右の図は、ある本に使用するためにかかれたカラーイラストの例です。カラーイラストなのに、画面で見る限り、ここには全く色がありません。各部分には「C40、M20、Y80、K10」というような記号が書き込まれているだけです。

実はこの記号は、インクの三原色であるCMYとKのこさを指定したものです。この状態では色はありませんが、印刷所でこの記号に従って色を当てはめて印刷するので、仕上がりでは下図のようなカラーのイラストに変身します。このように印刷の現場では、全く色を使わずにカラー印刷を行うこともできるのです。

一方、カラーでかかれたイラストやカラー写真を使って、カラーの印刷物を作る場合があります。このときは、あらかじめカラーの原稿(げんこう)を3種類のフィルターを使って撮影(さつえい)します。フィルターはそれぞれCMYの色の成分だけを通すようになっているので、できた3種類の写真はそれぞれが原稿(げんこう)のCMYのこさのちがいを表すことになります。そして、これに、もとの原稿(げんこう)の明るさだけを取り出した4枚目の写真(これがKになります)をくわえ、それぞれのインクで同じ紙の上に印刷すると、カラー写真ができあがります。
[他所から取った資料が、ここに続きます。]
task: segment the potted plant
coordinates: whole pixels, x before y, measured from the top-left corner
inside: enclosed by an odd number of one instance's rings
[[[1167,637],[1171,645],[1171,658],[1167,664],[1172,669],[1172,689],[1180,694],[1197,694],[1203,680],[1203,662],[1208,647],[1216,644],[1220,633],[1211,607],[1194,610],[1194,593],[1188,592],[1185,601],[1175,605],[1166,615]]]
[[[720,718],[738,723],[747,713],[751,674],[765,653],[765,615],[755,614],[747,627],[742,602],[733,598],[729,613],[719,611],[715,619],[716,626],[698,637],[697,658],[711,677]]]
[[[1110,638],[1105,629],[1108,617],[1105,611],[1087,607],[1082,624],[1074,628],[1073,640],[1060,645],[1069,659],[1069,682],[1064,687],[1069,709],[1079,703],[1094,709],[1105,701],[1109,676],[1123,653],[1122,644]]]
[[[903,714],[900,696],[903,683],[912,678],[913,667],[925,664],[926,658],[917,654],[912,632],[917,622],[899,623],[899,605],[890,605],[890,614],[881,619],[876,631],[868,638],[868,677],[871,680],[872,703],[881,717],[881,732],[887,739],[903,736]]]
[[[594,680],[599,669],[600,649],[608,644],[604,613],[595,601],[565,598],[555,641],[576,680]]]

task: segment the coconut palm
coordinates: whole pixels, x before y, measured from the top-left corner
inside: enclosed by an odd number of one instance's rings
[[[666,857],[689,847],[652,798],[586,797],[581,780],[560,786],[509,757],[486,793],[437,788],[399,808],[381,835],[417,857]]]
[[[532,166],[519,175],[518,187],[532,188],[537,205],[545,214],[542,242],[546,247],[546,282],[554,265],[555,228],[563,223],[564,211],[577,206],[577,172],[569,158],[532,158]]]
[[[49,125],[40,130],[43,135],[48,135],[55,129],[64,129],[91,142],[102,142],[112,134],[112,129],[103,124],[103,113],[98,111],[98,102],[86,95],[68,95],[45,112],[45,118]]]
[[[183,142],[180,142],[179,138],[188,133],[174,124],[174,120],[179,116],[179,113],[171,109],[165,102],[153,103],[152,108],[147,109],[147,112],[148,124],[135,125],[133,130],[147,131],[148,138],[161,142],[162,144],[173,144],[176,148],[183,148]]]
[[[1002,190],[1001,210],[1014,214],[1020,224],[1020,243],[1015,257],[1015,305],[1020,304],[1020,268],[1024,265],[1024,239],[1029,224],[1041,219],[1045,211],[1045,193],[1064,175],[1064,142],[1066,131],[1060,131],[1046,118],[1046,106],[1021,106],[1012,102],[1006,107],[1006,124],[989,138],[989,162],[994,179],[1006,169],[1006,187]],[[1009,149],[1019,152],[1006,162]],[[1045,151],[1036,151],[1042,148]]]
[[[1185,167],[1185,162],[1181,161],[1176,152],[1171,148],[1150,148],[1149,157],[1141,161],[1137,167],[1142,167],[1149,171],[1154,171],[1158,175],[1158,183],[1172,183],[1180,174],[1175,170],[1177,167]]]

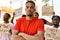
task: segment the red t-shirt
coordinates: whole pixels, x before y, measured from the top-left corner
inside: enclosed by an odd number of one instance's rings
[[[34,35],[38,31],[44,31],[44,22],[41,19],[34,18],[33,20],[26,20],[25,17],[18,19],[14,30],[23,32],[29,35]]]

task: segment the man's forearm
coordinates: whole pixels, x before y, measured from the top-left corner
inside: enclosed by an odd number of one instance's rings
[[[40,36],[31,36],[31,35],[28,35],[28,34],[24,34],[24,33],[20,33],[21,36],[23,36],[25,39],[27,40],[43,40],[43,38],[41,39]]]

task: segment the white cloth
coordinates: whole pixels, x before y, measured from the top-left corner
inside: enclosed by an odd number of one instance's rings
[[[4,23],[0,23],[0,24],[4,24]],[[10,29],[13,29],[13,24],[12,23],[8,23],[10,26]],[[0,40],[11,40],[11,34],[4,34],[4,33],[0,33]]]

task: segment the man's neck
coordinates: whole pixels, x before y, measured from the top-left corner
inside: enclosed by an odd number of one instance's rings
[[[26,20],[32,20],[34,16],[26,16]]]
[[[54,25],[55,28],[58,28],[59,27],[59,24],[58,25]]]

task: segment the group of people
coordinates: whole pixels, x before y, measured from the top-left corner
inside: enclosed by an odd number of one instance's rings
[[[2,26],[5,30],[8,30],[8,33],[0,33],[0,40],[44,40],[44,24],[52,26],[51,28],[60,29],[59,16],[54,15],[52,17],[52,22],[48,22],[45,19],[38,18],[39,14],[35,12],[36,8],[33,1],[27,1],[25,5],[26,15],[19,18],[15,25],[13,25],[12,21],[8,21],[11,16],[8,13],[5,13],[3,17],[4,22],[0,24],[6,24],[5,26]],[[7,26],[10,29],[7,29]]]

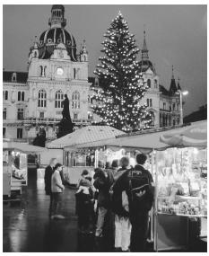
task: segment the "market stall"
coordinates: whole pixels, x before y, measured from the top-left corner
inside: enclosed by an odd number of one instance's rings
[[[155,155],[154,248],[187,248],[196,236],[207,236],[206,121],[161,135],[161,141],[171,148]]]
[[[77,184],[84,169],[92,173],[94,167],[97,166],[96,148],[80,147],[80,146],[86,143],[93,144],[100,139],[105,141],[114,139],[117,136],[123,134],[125,133],[109,126],[89,126],[64,137],[65,141],[63,148],[63,163],[65,181],[70,184]],[[61,139],[51,142],[48,146],[48,148],[55,145],[58,146]],[[64,143],[64,139],[62,139],[62,143]]]
[[[179,144],[174,137],[179,137]],[[166,137],[166,141],[162,137]],[[169,144],[169,138],[175,145]],[[202,222],[207,216],[205,146],[206,122],[196,122],[174,129],[149,130],[83,144],[77,146],[77,150],[94,149],[95,165],[100,160],[100,155],[107,162],[109,153],[112,158],[119,151],[132,156],[138,152],[148,155],[147,168],[156,185],[150,239],[154,243],[155,251],[161,251],[186,248],[191,235],[197,233],[191,231],[190,222],[194,217]],[[204,226],[205,225],[202,225]],[[206,230],[201,228],[200,235],[206,235]]]
[[[3,143],[3,195],[12,191],[22,193],[22,187],[28,184],[28,154],[39,154],[46,148],[24,143]]]

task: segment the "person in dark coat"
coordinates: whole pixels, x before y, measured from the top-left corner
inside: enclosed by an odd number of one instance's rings
[[[98,220],[95,236],[102,237],[105,216],[110,208],[109,189],[113,184],[113,173],[109,170],[95,169],[93,186],[98,193]]]
[[[90,177],[83,178],[79,182],[75,193],[75,214],[78,216],[78,227],[81,232],[92,233],[94,210],[93,191],[91,188]]]
[[[57,163],[57,159],[52,158],[50,160],[49,164],[45,169],[45,175],[44,175],[46,195],[50,196],[49,216],[51,216],[52,200],[53,200],[53,196],[52,196],[52,191],[51,191],[51,176],[52,176],[52,173],[54,172],[54,168],[55,168],[56,163]]]
[[[118,185],[126,191],[128,197],[129,219],[132,225],[130,244],[132,252],[145,252],[146,250],[149,211],[152,208],[154,198],[154,183],[152,176],[149,171],[144,168],[146,159],[147,157],[145,154],[137,154],[137,164],[135,166],[134,172],[133,169],[130,169],[118,180]],[[149,181],[149,187],[147,187],[148,189],[144,189],[142,193],[136,193],[138,199],[141,199],[133,200],[132,194],[130,193],[130,179],[133,179],[131,177],[140,177],[141,175],[148,178],[146,180]],[[140,179],[135,179],[135,182],[138,183],[135,183],[135,188],[140,188],[142,185]]]

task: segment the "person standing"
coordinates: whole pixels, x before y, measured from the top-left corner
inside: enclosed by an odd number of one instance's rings
[[[65,187],[62,182],[62,179],[60,176],[60,172],[62,171],[62,164],[57,163],[55,166],[55,171],[51,176],[51,191],[52,191],[52,214],[51,219],[56,218],[65,218],[62,215],[60,215],[60,209],[63,199],[63,191]]]
[[[51,176],[52,173],[54,172],[54,168],[56,163],[57,163],[57,159],[51,158],[49,164],[45,169],[45,175],[44,175],[46,195],[50,196],[50,203],[48,210],[49,216],[51,216],[51,207],[52,207]]]
[[[148,236],[149,211],[152,207],[154,199],[153,179],[150,172],[144,167],[146,160],[147,157],[145,154],[137,154],[137,164],[135,166],[134,172],[129,172],[127,179],[129,183],[129,185],[127,184],[128,190],[130,191],[130,181],[133,181],[131,189],[135,189],[135,194],[134,192],[128,193],[129,216],[132,225],[130,246],[132,252],[145,252]],[[140,187],[144,187],[144,189],[137,191],[136,189]]]
[[[130,245],[131,224],[129,221],[129,205],[127,194],[121,186],[123,176],[128,172],[129,159],[124,156],[120,160],[121,168],[115,175],[112,187],[112,210],[115,213],[115,251],[128,252]]]
[[[98,219],[95,236],[103,236],[104,220],[110,207],[109,188],[113,183],[113,175],[109,170],[95,169],[93,186],[98,192]]]

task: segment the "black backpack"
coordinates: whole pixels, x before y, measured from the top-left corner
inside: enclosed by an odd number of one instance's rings
[[[128,172],[128,195],[130,209],[136,210],[151,210],[153,203],[153,187],[151,184],[148,171],[134,170]]]

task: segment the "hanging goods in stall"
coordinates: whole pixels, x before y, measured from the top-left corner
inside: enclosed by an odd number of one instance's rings
[[[22,187],[28,184],[28,154],[47,151],[44,147],[24,143],[3,143],[3,195],[11,196],[12,191],[22,193]]]
[[[154,242],[155,251],[187,247],[191,236],[190,217],[201,222],[205,220],[206,125],[206,121],[200,121],[78,146],[78,148],[94,148],[97,152],[100,148],[123,149],[150,154],[149,170],[156,188],[154,208],[151,211],[151,241]],[[172,140],[169,142],[170,137]],[[198,182],[196,182],[197,177]],[[204,226],[206,225],[202,225],[201,233]]]

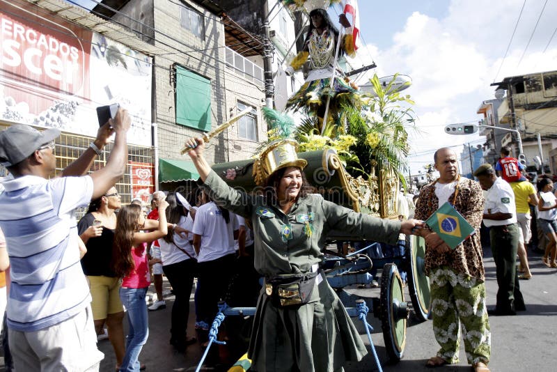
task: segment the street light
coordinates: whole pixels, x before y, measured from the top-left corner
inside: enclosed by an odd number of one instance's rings
[[[502,128],[495,125],[484,125],[483,124],[449,124],[445,126],[445,132],[448,134],[471,134],[478,132],[478,128],[498,129],[516,133],[519,149],[518,160],[523,164],[526,164],[526,157],[522,151],[522,139],[520,138],[520,132],[515,129]]]

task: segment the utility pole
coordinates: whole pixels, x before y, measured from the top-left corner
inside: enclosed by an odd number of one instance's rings
[[[470,173],[474,174],[474,166],[472,162],[472,150],[470,148],[470,142],[468,143],[468,154],[470,155]]]
[[[269,1],[263,3],[263,67],[265,79],[265,106],[272,109],[274,106],[274,84],[273,84],[273,45],[269,29]]]

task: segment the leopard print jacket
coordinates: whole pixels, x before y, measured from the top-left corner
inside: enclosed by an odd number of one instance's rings
[[[447,253],[438,254],[426,247],[425,274],[429,275],[434,268],[446,265],[458,273],[484,281],[485,272],[480,240],[480,226],[485,203],[482,188],[477,182],[461,178],[458,189],[460,191],[457,200],[454,202],[455,208],[472,225],[476,231],[470,238]],[[449,201],[453,201],[454,197],[455,194],[453,193]],[[414,218],[427,219],[438,208],[439,199],[435,195],[435,185],[432,183],[424,186],[420,192]]]

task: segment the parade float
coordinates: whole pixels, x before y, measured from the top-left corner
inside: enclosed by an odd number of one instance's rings
[[[359,89],[336,68],[339,55],[355,52],[357,32],[354,29],[357,24],[351,25],[341,19],[346,29],[337,31],[327,15],[329,1],[284,0],[283,3],[306,12],[310,23],[313,22],[304,49],[291,62],[294,70],[308,64],[309,72],[287,104],[287,112],[297,111],[306,116],[291,137],[298,144],[298,157],[308,162],[304,169],[307,179],[315,192],[327,201],[380,218],[398,218],[399,190],[401,185],[407,187],[402,175],[409,150],[407,127],[414,122],[411,108],[414,102],[400,91],[410,84],[409,78],[395,75],[380,79],[375,75]],[[284,133],[279,133],[280,125],[274,124],[273,118],[266,119],[269,138],[261,144],[260,151],[269,148],[277,137],[284,137]],[[207,134],[205,141],[231,124],[229,122],[221,126],[223,129],[219,127]],[[212,169],[230,186],[256,193],[261,183],[258,180],[265,177],[258,171],[258,161],[253,156],[217,164]],[[332,245],[369,240],[370,237],[334,231],[328,239]],[[324,268],[327,280],[351,316],[362,319],[366,330],[370,327],[365,321],[368,311],[380,319],[387,354],[391,360],[398,361],[406,344],[411,307],[418,320],[427,319],[430,295],[429,279],[424,272],[425,242],[421,238],[407,235],[405,255],[374,258],[370,252],[377,250],[377,244],[370,242],[350,253],[324,252]],[[379,297],[373,297],[377,290],[372,289],[365,290],[369,296],[361,295],[361,290],[358,291],[360,295],[354,294],[350,289],[356,285],[372,283],[370,272],[374,267],[381,272]],[[406,299],[399,269],[407,272],[411,305]],[[363,316],[363,307],[368,309]],[[255,309],[224,307],[221,311],[224,316],[245,316],[253,315]],[[371,341],[369,332],[368,335]],[[377,357],[376,360],[379,366]]]

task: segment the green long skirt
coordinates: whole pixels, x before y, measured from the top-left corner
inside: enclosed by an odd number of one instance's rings
[[[262,290],[248,356],[259,372],[333,372],[359,361],[366,346],[327,280],[315,285],[308,303],[276,307]]]

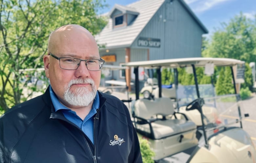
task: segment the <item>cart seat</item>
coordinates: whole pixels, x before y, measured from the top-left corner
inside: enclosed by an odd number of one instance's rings
[[[179,113],[175,112],[174,102],[167,97],[137,100],[134,105],[135,116],[139,121],[146,120],[147,122],[136,123],[136,129],[142,133],[148,133],[146,136],[154,139],[195,131],[196,125],[193,122],[175,117],[175,114]]]

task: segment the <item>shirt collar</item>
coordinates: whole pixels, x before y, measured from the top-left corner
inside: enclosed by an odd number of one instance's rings
[[[54,107],[54,109],[55,112],[57,112],[60,109],[71,110],[64,106],[63,104],[60,103],[55,93],[53,91],[52,86],[50,85],[50,96],[53,102],[53,104]],[[92,110],[97,110],[99,107],[99,97],[98,92],[97,92],[96,95],[93,101]]]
なお、コンピュータのプリンタでは、この分解と合成のプロセスを計算で行って、4色(あるいはもっと多くの色)のドットごとに分解・合成し、インクをずらっと並べる方法でプリントを構成しています。

指定色イラスト原稿(げんこう)と仕上がり

色指定したイラストの原稿(げんこう)と、その 仕上がりです。

色補正って何?

印刷物を作るときや、コンピュータからプリントを行うとき、写真などに特しゅなイメージを付け加えたいときがあります。また、蛍光灯(けいこうとう)や特別な照明のもとで撮影(さつえい)した写真を、普通の太陽光のもとで見たような色合いになおしたいときもあります。このような時には、色補正が行われます。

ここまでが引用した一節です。